The winning "sweet spot" is a Subjectivity Score of 0.47.
The "Analyst Voice": This tone combines a verifiable fact with a brief analysis of how that fact applies. It isn't just "The iPhone 15 was released in 2023"; it’s "The iPhone 15 features an A16 chip, making it a superior choice for creators."
5. Business-grade writing
LLMs prefer clarity over academic complexity. "Winning" content typically scores a 16 on the Flesch-Kincaid scale (College level), whereas "losers" often score 19+ (PhD level).
Avoid paying “Clarity Tax”: Long, winding sentences with heavy jargon are difficult for the LLMs to extract facts from.

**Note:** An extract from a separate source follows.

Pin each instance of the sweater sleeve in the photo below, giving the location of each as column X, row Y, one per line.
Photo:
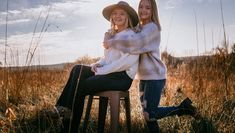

The goal is "The Economist" style: sophisticated vocabulary but simple, direct subject-verb-object structures.
In summary: What is the ideal content structure for AI search?
The "Ski Ramp" structure reveals the importance of getting your main points across up-front.
AI algorithms interpret a "slow reveal" as a lack of confidence.
To win visibility in, content must function as a structured briefing that front-loads conclusions and uses high entity density.
Fortunately, this structure works for humans, too.
Just as the AI scans for the "Bottom Line Up Front" (BLUF), human readers also scan for quick insights.
By writing for the "Ski Ramp," you satisfy both the machine's architecture and the human's limited time.